While there are many choices to be made, we would generally recommend using a heat pump to heat and cool your home.  You will find them very efficient and can be teamed with either an electric or gas fired back up unit.  Variable speed units will also add to overall system performance.  Change the filters regularly for comfort and energy consumption.


  • Hot Water Recirculation

A recirculation system will provide you with heated water throughout the home faster and longer than a traditional tank unit.  With controls, you can also set the hot water to be available during the times that you expect to use it.   While “on demand” units are popular today, you should consider the lag time between turning on the faucet and the water being hot.  A recirculation system can also be used with an on demand unit.  For residential purposes, your on demand system will need to be gas fired.


  • Appliances

Efficient appliances are readily available.  We recommend especially that refrigerators, washing machines, and dishwashers  be energy star compliant.  Consider as well the energy characteristics of televisions and computers throughout the home.  With homes being more efficient from a heating and cooling standpoint, these items can drive a major portion of the energy cost in your new home.


  • Smart controls

You can make this as simple or complex as you want.  Installing timers on exhaust fans and actually using the programmable thermostat with you HVAC system can have a significant impact.  Remote access to the energy features in your home is becoming a more popular feature as well.


  • Operable windows

Sometimes, the best air conditioning is fresh air.  Making sure you have operable windows and ideally cross ventilation in the rooms you will spend most of your time in is important.


  • Screens

Of course, you will generally want screens on windows and doors that you anticipate being open during warm days.  Consider the use of glass sliders in place of French doors where applicable as screens are generally less obtrusive on sliding glass doors.

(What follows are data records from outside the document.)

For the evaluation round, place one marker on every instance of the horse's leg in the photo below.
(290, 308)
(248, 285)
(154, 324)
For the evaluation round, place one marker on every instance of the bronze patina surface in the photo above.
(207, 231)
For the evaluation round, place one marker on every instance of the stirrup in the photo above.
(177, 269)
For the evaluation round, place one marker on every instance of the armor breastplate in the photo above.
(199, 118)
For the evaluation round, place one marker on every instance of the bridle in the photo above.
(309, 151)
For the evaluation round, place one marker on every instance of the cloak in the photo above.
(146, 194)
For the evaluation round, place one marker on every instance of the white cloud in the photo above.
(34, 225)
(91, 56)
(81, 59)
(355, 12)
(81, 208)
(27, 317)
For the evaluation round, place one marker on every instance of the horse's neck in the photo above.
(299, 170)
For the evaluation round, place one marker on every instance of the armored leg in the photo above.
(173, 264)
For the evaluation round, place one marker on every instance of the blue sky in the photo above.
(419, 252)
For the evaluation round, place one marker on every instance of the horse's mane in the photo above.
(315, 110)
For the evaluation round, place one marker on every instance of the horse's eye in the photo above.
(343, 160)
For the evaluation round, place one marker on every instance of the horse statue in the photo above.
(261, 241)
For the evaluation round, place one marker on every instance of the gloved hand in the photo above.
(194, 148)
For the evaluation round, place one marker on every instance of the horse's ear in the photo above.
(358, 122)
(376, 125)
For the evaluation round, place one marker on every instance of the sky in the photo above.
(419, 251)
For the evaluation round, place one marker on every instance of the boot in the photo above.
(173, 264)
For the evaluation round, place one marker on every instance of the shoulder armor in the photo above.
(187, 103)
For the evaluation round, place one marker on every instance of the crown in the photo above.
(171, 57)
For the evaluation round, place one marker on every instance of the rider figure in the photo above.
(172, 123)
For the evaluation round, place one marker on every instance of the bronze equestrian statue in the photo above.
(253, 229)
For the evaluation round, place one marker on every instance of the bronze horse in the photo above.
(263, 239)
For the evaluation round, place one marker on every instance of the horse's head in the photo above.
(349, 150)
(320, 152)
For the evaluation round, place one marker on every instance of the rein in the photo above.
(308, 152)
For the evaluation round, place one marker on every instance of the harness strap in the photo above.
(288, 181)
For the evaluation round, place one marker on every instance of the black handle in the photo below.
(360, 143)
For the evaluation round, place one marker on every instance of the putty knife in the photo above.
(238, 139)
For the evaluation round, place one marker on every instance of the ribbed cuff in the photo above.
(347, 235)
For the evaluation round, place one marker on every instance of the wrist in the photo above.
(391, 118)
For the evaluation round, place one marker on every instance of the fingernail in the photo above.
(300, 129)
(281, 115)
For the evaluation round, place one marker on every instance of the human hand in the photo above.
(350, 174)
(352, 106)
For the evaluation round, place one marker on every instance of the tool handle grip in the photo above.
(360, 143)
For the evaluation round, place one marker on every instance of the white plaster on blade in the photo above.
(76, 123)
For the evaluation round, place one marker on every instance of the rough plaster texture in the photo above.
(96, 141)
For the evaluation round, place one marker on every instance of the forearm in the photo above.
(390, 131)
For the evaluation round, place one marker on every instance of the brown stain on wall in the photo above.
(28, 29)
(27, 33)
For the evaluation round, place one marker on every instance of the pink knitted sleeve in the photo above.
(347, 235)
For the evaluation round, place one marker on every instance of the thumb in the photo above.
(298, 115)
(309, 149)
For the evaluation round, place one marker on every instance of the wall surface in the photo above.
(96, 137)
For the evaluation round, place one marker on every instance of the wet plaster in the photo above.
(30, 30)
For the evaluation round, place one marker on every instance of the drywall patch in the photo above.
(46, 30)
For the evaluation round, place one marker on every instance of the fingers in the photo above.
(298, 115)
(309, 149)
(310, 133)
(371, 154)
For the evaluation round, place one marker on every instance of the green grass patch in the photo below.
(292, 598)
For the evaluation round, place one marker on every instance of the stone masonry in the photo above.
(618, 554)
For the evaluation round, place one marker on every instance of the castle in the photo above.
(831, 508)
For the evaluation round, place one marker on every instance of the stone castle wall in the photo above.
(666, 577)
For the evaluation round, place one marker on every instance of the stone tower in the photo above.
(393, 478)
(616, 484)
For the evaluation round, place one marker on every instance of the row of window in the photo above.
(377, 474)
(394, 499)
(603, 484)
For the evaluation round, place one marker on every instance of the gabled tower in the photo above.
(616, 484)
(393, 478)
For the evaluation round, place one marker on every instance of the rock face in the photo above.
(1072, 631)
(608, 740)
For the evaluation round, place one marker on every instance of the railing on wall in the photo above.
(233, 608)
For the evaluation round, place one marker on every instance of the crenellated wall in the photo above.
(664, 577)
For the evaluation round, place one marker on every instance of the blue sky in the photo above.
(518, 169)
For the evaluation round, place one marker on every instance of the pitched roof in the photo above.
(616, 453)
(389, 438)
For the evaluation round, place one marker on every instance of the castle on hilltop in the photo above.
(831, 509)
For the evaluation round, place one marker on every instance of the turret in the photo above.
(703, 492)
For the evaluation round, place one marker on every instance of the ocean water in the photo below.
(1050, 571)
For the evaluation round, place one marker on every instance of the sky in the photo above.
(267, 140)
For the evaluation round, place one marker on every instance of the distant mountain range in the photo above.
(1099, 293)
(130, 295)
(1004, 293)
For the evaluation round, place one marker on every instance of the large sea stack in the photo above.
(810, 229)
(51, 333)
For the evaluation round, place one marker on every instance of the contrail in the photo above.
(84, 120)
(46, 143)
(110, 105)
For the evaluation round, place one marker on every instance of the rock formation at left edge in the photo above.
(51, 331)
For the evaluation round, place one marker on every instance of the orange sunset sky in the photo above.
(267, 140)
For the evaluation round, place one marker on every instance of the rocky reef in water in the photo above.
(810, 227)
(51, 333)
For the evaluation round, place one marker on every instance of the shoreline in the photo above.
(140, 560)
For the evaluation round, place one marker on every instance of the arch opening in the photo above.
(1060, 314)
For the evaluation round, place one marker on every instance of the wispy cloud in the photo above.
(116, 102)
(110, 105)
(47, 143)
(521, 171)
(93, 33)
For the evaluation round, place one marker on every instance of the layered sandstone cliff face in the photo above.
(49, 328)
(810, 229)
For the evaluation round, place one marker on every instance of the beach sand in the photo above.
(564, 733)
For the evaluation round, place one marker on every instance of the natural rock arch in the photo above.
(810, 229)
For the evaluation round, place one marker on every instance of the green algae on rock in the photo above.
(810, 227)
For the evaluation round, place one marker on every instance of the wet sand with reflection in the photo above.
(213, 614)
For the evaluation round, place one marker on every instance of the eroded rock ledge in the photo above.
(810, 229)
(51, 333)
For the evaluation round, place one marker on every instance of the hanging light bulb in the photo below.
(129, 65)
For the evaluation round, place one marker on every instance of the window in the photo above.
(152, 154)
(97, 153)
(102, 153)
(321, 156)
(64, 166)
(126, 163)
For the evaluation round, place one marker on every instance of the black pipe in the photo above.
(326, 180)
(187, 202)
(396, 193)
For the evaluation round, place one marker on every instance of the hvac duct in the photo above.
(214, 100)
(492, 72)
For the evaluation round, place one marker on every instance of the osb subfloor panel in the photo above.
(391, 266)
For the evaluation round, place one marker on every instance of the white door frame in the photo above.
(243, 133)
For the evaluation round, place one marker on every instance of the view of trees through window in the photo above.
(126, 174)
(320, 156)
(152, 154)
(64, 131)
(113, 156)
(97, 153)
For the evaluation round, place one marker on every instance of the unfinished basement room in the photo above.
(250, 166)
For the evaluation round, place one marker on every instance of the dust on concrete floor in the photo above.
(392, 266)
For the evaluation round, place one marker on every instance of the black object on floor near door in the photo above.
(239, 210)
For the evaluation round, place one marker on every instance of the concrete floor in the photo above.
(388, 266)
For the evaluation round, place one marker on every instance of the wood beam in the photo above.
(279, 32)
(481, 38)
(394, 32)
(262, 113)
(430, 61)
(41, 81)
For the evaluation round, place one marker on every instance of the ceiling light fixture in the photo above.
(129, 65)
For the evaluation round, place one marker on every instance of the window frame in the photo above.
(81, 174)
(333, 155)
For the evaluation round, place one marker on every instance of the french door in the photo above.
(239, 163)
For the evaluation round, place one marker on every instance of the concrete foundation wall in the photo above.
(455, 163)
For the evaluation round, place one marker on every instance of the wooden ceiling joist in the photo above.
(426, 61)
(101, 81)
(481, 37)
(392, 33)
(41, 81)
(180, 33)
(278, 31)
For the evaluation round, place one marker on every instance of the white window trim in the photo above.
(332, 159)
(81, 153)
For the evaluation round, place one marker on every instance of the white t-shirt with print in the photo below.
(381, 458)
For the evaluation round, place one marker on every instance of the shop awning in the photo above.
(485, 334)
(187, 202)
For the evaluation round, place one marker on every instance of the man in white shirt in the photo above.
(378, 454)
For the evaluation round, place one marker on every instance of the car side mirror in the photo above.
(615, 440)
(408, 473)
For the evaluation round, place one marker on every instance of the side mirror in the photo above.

  • Plumbing and Lighting Fixtures

Consider the use of restricted flow faucets, double flush toilets, and LED can lighting for long term benefits and cost reductions.


  • Conditioned space

Whenever possible, it is most efficient to locate heating equipment (furnace and hot water) within the heated envelope (conditioned space) of your home.  We generally aim to design two story homes with all the ductwork between the floors.  While ducts are generally not leaking, having the ducts within the heated space will add to the overall efficiency of your home.


  • Hot water heater

Electric heat pump hot water heaters can be purchased for a little more than a conventional unit now and can pay for themselves in energy savings in a relatively short time.  There are many alternatives on the market and the cost and savings will depend on the model chosen.